As a regular viewer of The Bold Type, Younger and Friends growing up, I have always been filled with the excitement and ambition to be a young working professional in a big city. My 20’s were always glorified in pop culture as the best years of my life, and I faithfully drank the Kool Aid. I could write books or publish them, or be a researcher or political advisor, or I could not do any of that and travel for a few years until I landed on something I like.

 

I didn’t really mind. I just wanted to do something exciting, get paid for it and not worry about the ‘real adult stuff’ until my 30s.

 

To be fair, I have also never been hung up on what age I would get married, buy a home, or have children, and acknowledge that women unfortunately are still pressured into certain timeframes, by biology or otherwise, if they wish to be a mother. However, I must digress, this has gone way too far if we’re all freaking out at 25.

 

I know these people are being dramatic when they say they’re old. What they must mean is that they’re tired, burned out or stressed – or perhaps they have noticed fine lines or grey hairs emerging for the first time. Maybe they thought they would have achieved some kind of milestone by this age, be that career, relationships or otherwise – and now fear they’ve missed the ideal time to do so.


But these thoughts are surely more to do with realising the mundanity of adult responsibilities than the physical and emotional breakdown of your body and mind through ageing.
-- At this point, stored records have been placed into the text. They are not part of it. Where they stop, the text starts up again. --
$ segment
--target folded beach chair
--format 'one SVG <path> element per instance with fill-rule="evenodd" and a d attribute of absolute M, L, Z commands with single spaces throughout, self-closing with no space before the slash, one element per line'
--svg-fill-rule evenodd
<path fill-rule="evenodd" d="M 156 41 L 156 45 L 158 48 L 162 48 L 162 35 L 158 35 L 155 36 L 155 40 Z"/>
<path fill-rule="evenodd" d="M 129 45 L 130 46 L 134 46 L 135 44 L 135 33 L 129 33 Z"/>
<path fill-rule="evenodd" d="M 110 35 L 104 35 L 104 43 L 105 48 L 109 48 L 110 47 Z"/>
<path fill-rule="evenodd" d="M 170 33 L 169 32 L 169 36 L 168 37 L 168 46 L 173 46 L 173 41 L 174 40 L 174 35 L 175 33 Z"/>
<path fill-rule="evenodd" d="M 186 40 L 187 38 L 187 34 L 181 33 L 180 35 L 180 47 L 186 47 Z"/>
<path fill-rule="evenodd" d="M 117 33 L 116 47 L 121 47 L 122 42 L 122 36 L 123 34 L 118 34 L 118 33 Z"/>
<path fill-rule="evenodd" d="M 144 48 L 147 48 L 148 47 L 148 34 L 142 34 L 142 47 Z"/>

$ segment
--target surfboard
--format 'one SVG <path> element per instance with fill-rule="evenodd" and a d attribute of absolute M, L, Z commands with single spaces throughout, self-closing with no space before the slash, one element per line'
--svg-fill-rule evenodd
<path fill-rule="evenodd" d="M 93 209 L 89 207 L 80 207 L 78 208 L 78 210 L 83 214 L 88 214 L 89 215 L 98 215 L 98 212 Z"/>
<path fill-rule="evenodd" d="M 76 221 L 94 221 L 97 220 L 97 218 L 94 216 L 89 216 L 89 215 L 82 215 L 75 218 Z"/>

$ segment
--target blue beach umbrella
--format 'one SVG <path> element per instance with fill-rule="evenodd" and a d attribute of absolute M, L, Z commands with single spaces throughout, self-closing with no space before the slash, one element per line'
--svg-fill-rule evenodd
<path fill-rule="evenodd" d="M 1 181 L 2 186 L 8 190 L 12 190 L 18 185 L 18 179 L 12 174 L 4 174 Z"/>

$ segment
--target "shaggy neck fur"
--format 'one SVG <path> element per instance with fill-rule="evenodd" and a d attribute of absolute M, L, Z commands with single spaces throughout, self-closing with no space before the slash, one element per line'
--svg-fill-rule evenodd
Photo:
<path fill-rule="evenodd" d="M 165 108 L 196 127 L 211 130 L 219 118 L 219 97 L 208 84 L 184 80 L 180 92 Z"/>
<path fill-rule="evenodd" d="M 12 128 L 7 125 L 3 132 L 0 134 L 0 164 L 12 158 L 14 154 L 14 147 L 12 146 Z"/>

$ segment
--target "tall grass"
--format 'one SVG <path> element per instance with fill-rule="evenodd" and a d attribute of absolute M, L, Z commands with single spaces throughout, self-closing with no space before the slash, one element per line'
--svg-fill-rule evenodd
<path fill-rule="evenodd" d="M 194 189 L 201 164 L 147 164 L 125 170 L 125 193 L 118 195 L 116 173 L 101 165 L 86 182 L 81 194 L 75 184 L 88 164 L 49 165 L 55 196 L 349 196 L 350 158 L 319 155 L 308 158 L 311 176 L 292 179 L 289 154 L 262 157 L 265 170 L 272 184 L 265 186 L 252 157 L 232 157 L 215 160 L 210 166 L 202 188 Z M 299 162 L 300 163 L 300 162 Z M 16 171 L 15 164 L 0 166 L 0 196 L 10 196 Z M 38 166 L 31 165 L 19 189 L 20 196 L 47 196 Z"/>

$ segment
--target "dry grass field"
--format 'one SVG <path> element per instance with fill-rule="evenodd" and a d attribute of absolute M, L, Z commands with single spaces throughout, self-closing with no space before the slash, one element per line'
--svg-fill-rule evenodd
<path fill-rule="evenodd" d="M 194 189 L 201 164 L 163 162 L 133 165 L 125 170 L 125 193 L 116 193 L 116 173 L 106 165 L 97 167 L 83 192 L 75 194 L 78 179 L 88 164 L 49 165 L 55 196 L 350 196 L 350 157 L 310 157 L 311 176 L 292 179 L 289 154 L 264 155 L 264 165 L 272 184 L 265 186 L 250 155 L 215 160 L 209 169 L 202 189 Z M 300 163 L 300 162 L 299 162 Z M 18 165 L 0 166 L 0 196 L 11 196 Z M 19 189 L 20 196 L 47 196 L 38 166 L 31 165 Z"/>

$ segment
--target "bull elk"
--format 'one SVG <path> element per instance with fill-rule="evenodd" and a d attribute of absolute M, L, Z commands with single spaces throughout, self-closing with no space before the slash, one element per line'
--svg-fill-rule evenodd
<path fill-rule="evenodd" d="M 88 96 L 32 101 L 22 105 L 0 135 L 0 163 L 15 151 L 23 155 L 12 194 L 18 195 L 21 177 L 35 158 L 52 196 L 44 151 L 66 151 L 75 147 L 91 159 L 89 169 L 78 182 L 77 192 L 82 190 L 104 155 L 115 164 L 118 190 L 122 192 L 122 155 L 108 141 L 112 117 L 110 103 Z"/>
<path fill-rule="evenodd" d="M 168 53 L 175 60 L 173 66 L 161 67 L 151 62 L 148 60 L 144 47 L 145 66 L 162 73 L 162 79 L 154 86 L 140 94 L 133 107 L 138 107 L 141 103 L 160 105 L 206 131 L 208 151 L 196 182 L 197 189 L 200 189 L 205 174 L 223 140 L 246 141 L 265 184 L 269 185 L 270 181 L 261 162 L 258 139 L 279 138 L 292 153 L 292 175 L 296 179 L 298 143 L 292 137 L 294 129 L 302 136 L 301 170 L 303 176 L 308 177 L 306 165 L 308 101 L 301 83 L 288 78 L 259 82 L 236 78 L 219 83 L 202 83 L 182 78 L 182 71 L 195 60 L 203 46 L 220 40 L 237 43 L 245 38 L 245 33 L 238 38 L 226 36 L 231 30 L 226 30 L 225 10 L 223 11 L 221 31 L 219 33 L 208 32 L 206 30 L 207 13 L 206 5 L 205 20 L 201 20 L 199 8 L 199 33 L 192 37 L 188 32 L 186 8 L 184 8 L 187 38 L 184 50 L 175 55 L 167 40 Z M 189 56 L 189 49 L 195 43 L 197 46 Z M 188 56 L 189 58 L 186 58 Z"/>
Let’s be honest, most of us have not experienced this yet. Besides, if we feel old, disappointed by life and ready to drop all our dreams and ambitions at 25, how will 55, 65 or beyond feel?

 

If we are lucky, life is long. Suffering is inevitable, and all our bodies will eventually break down and fail us. I was surprised to have mine do so (in a way) at only 24, when I fractured my knee by simply landing badly on it in social netball, perplexing my doctors, surgeons, and physios as to how I managed it. The pain was indescribable and the recovery remains long, boring and emotionally exhausting.

 

My saving grace, as my medical team continues to tell me, is my youth and health. Young bones mend, young muscles strengthen, and young people have the time and energy to throw into their recovery.

 

This doesn’t change the fact that I have now increased my risk of arthritis later in life because of the damage the injury has done. For the first time in my life, doctors talk to me about the ways my bones and joints will likely deteriorate as I age, and how my now healthy, resilient, able body may start to fail me.

 

I struggle to conceptualise myself as an older person, much less an elderly person, but this thought alone has been enough to make me question if I will ever play netball again. I had always wanted to keep playing throughout my adult life, but what will another injury do to my body when I no longer have the cushion of youth to fall back on?

 

I’ve had a long 7 months to stew on the idea and am now asking my old lady self for forgiveness. I hope she will forgive her younger, naïve self for returning to a sport that broke her bones and continuing to play it well into her later years. I hope she will forgive me if one day a doctor looks over her scans and tells her that the ache in her injured knee is arthritis. I hope she also believes it was a price worth paying to not lose the sport she loved so much, so young.

 

I’m sure one day we will all sit and reflect on the life we have lived until that point and finally have our ‘I’m getting old’ moment, but I must forbid myself (and you!) from doing this in your twenties. I plan to give 80-year-old me a life full of memories she is proud of, both on and off the netball court, especially the ones I have not yet experienced on the other side of 25.